Transforming involves converting the source data into a structure. Structuring the data increases the query performance and decreases the operational cost. The data contained in a data warehouse must be transformed to support performance requirements and control the ongoing operational costs.
Partition the Data
It will optimize the hardware performance and simplify the management of data warehouse. Here we partition each fact table into multiple separate partitions.
Aggregation
Aggregation is required to speed up common queries. Aggregation relies on the fact that most common queries will analyze a subset or an aggregation of the detailed data.

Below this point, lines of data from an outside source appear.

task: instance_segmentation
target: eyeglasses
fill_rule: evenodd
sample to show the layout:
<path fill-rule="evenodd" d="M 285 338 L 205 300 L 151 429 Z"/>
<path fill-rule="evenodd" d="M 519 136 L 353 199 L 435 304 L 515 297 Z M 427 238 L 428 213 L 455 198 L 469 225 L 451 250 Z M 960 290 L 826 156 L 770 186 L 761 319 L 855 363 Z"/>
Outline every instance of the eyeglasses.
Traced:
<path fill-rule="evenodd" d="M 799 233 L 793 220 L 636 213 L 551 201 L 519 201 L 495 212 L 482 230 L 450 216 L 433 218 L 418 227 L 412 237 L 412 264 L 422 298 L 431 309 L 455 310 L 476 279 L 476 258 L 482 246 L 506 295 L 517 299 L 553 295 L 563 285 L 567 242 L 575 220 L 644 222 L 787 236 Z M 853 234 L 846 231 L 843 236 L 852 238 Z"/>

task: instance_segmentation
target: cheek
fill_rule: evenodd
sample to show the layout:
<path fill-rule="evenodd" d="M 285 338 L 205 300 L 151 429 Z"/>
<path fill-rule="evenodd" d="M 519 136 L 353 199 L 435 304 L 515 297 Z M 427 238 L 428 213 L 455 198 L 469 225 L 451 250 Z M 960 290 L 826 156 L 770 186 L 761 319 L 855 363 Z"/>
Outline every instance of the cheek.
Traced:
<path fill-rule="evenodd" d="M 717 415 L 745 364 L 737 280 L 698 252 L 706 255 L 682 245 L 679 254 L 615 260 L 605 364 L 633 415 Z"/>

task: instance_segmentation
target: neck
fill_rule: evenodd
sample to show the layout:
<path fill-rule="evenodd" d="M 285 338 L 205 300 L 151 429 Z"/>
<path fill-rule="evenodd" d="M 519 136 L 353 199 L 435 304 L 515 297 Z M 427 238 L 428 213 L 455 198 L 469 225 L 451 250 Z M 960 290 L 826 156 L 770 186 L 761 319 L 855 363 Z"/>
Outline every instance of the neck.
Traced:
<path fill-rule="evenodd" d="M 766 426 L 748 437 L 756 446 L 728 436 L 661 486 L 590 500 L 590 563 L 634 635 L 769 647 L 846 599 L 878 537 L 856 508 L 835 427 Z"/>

Backup and Archive the Data
In order to recover the data in the event of data loss, software failure, or hardware failure, it is necessary to keep regular back ups. Archiving involves removing the old data from the system in a format that allow it to be quickly restored whenever required.
For example, in a retail sales analysis data warehouse, it may be required to keep data for 3 years with the latest 6 months data being kept online. In such as scenario, there is often a requirement to be able to do month-on-month comparisons for this year and last year. In this case, we require some data to be restored from the archive.
Query Management Process
This process performs the following functions:
- manages the queries.
- helps speed up the execution time of queris.
- directs the queries to their most effective data sources.
- ensures that all the system sources are used in the most effective way.
- monitors actual query profiles.
The information generated in this process is used by the warehouse management process to determine which aggregations to generate. This process does not generally operate during the regular load of information into data warehouse.